FCC Proposes Broadband Internet for All Americans

Wednesday, March 17, 2010

The 21st century equivalent of a chicken-in-every-pot, the Federal Communications Commission’s is spearheading President Barack Obama’s proposal to make high-speed Internet service available to all Americans. The FCC unveiled its ambitious plan that will require billions of dollars to expand the nation’s telecommunications infrastructure and bring broadband services to those areas currently without, such as rural and poor America.
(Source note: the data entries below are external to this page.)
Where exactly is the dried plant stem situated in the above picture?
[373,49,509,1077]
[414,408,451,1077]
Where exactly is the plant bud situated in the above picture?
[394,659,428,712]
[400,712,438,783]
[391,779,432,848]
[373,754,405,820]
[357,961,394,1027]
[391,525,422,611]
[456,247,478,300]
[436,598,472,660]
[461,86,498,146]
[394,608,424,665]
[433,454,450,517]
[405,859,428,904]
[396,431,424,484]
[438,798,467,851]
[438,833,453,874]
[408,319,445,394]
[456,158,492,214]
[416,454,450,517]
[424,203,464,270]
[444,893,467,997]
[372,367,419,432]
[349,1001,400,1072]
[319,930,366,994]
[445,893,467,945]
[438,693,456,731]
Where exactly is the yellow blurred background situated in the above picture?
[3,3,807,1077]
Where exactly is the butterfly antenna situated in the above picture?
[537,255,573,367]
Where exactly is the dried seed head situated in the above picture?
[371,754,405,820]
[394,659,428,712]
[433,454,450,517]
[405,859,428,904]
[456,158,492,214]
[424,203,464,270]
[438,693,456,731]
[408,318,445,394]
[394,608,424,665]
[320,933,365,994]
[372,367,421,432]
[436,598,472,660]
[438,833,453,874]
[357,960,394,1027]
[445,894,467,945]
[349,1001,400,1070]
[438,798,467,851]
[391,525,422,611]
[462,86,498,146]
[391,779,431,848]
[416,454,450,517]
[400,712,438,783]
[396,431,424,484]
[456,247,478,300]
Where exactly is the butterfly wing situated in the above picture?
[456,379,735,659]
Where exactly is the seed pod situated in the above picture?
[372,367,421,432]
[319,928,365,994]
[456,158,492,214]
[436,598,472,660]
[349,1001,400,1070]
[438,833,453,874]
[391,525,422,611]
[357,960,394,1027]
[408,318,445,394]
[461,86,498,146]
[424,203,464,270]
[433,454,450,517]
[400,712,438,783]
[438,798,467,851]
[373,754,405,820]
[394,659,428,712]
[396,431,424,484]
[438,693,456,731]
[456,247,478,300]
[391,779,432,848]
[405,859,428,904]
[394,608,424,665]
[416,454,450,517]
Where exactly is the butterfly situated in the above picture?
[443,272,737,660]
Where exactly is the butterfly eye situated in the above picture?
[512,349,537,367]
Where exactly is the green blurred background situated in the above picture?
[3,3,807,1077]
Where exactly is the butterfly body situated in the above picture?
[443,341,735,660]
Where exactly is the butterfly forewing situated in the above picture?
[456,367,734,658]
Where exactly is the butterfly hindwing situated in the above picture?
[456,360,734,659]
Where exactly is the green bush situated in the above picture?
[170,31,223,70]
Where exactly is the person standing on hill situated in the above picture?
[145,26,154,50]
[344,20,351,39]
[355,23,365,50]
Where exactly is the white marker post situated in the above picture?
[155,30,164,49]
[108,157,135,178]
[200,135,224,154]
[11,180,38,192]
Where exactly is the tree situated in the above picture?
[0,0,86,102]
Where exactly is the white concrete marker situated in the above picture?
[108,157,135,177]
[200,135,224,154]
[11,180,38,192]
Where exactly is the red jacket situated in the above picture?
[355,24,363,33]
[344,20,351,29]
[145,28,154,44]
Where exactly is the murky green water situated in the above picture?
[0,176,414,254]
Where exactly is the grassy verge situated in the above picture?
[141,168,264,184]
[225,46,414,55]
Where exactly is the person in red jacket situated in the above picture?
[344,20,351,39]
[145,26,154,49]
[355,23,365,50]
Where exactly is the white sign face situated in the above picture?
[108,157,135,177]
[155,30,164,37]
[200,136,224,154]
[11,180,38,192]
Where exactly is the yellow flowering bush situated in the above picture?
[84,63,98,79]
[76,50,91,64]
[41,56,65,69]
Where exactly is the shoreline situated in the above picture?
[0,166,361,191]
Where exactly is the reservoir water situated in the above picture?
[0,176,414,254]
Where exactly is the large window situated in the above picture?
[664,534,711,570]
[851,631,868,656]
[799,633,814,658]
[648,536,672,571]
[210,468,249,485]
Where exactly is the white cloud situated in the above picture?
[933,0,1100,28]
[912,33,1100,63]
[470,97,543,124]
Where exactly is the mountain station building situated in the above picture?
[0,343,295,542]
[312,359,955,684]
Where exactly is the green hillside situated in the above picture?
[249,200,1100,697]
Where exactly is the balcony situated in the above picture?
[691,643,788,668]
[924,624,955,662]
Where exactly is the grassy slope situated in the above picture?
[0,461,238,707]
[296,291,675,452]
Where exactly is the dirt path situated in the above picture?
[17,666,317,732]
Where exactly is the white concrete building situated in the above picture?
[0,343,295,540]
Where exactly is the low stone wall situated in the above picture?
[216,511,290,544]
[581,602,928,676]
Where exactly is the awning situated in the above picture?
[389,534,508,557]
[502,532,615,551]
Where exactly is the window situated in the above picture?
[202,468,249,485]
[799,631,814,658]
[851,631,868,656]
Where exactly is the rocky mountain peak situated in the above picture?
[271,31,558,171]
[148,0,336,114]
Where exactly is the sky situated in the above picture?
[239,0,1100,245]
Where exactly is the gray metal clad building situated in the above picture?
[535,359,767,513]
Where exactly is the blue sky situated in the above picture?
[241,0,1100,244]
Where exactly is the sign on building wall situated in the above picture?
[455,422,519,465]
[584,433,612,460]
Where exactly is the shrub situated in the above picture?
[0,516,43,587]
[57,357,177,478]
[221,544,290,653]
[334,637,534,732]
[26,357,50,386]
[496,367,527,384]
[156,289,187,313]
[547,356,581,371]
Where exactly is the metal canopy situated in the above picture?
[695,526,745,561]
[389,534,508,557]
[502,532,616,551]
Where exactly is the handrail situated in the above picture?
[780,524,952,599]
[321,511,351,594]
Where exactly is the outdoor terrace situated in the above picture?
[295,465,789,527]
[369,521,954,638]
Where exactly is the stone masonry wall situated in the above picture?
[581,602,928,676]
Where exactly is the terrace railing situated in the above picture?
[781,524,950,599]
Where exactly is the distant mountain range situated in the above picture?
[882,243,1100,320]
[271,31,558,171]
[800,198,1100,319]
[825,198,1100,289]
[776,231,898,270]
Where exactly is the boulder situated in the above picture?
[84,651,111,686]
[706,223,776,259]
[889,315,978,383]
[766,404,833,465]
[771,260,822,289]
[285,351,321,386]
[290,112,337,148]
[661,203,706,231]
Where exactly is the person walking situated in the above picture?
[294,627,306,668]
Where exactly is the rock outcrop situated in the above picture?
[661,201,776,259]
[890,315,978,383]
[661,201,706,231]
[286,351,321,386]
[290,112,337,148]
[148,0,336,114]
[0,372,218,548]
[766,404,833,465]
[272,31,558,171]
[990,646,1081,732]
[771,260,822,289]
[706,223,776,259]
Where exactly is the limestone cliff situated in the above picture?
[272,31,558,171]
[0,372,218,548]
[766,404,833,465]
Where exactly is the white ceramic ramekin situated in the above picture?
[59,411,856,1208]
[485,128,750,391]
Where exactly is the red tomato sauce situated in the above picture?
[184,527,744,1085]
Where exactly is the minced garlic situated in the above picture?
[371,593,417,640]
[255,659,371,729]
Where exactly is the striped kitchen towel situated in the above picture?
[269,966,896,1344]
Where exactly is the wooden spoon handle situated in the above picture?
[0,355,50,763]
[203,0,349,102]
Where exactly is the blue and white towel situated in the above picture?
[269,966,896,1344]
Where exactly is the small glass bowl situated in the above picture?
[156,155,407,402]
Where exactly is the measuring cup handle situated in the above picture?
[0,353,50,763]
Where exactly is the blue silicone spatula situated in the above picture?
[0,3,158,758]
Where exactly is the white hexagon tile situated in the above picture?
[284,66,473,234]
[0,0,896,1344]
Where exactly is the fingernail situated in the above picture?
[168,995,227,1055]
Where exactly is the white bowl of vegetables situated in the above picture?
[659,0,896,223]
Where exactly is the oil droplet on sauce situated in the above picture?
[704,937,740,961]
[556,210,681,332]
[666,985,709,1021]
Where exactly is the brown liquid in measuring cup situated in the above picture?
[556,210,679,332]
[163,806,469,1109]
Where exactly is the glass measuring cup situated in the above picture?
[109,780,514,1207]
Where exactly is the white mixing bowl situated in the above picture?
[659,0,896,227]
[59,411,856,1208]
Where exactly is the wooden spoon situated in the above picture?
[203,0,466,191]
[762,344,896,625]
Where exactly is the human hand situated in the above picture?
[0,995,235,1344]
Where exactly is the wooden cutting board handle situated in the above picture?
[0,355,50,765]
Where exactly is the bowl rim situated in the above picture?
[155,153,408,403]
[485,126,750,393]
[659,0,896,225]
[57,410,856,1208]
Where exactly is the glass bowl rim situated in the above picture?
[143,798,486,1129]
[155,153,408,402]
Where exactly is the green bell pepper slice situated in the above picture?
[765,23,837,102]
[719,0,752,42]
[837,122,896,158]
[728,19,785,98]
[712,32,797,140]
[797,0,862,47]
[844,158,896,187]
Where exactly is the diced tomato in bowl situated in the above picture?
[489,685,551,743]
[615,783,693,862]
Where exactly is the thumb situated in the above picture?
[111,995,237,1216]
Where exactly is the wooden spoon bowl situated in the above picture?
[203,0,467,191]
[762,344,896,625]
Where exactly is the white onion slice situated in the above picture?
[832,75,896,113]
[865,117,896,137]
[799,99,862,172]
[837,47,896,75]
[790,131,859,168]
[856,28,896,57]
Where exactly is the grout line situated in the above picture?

About 65% of the United States has access to high speed service, but the FCC’s goal is to raise this level to 90% during the coming decade. The government also wants to improve broadband speeds for those already with the service. Currently, the United States trails many European in terms of universal broadband access.
Most industry and consumer advocates hailed the plan. Smaller telecommunications companies stand to benefit by gaining access to new customers, but larger corporations like AT&T and Verizon could find themselves sharing their networks with competitors. Television broadcasters are worried that they may be forced to give up spectrum at low cost.
-Noel Brinkerhoff
Executive Summary: National Broadband Plan (Federal Communications Commission) (pdf)
F.C.C. Calls New Broadband Plan Vital (by Matt Richtel and Brian Stelter, New York Times)
How the FCC's New National Broadband Plan is Expected to Affect Consumers (by Cecilia Kang, Washington Post)
FCC Wants 120MHz of Spectrum from TV Stations (by Grant Gross, IDG News Service)
Connecting America: The National Broadband Plan (Federal Communications Commission) (pdf)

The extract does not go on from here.